Un an après avoir ouvert les portes de l'Allemagne aux réfugiés syriens, la chancelière Angela Merkel est sanctionnée par ses électeurs. Son parti politique a subi une cuisante défaite dimanche dernier dans son fief électoral, le land de Mecklembourg-Poméranie occidentale, sur les bords de la mer Baltique.

Sylvain Desjardins

  Un texte de Sylvain Desjardins

Plus de 1 million de réfugiés ont franchi les frontières de l'Allemagne en 2015; 200 000 autres se sont ajoutés depuis le début de l'année 2016.

« Merkel a fait entrer tous ces étrangers et il faudrait tous les aider? Et nous, qui va nous aider? Je ne suis pas raciste, mais... il faut que quelque chose change! »

C'est un employé d'une firme d'entretien ménager qui parle. Début quarantaine, marié et sans enfant, il attend l'autobus sur la place de la gare à Schwerin, capitale régionale d'un peu plus de 100 000 habitants située dans le nord-est de l'Allemagne.

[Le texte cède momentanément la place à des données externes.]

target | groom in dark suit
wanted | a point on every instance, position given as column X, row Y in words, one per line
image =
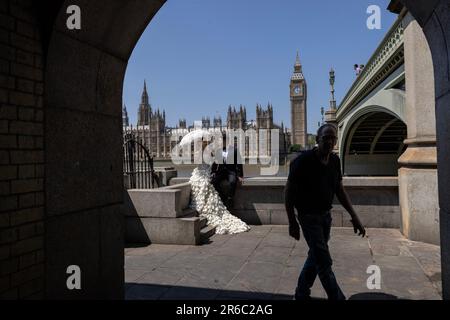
column 225, row 175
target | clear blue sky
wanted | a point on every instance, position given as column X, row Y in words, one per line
column 199, row 56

Il soutient l'Alternative für Deutschland (« Alternative pour l'Allemagne » ), le jeune parti d'extrême droite, qui vient d'obtenir 21 % des voix dans l'élection régionale, derrière les sociaux-démocrates (30,6 %).

« Il nous faut un parti qui mette de l'ordre dans le pays. Ces immigrants violent nos femmes, leur touchent les fesses en public... On n'avait pas ça avant, à l'époque de la RDA [ex-Allemagne de l'Est]. Il faudrait qu'on les enferme tous pour qu'ils comprennent comment ça marche ici », ajoute-t-il.

Sur la place de la gare, deux chauffeurs de taxi en attente de clients abondent dans le même sens. Ils ont voté AfD mais ne l'admettent que de manière détournée. « On n'a pas le droit à nos opinions, dans ce pays », dit l'un des deux. « Dans la presse allemande, ceux qui votent AfD se font traiter de nazis ou d'idiots! »

Merkel en perte de vitesse

Le 4 septembre dernier, le parti de la chancelière, Angela Merkel, l'Union chrétienne-démocrate (CDU), est arrivé en troisième position, avec 19 % des voix - une véritable claque pour la chef du gouvernement, puisque cette région, qui lui avait donné ses meilleurs résultats dans le passé, est aussi celle qui englobe sa circonscription électorale sur la scène nationale.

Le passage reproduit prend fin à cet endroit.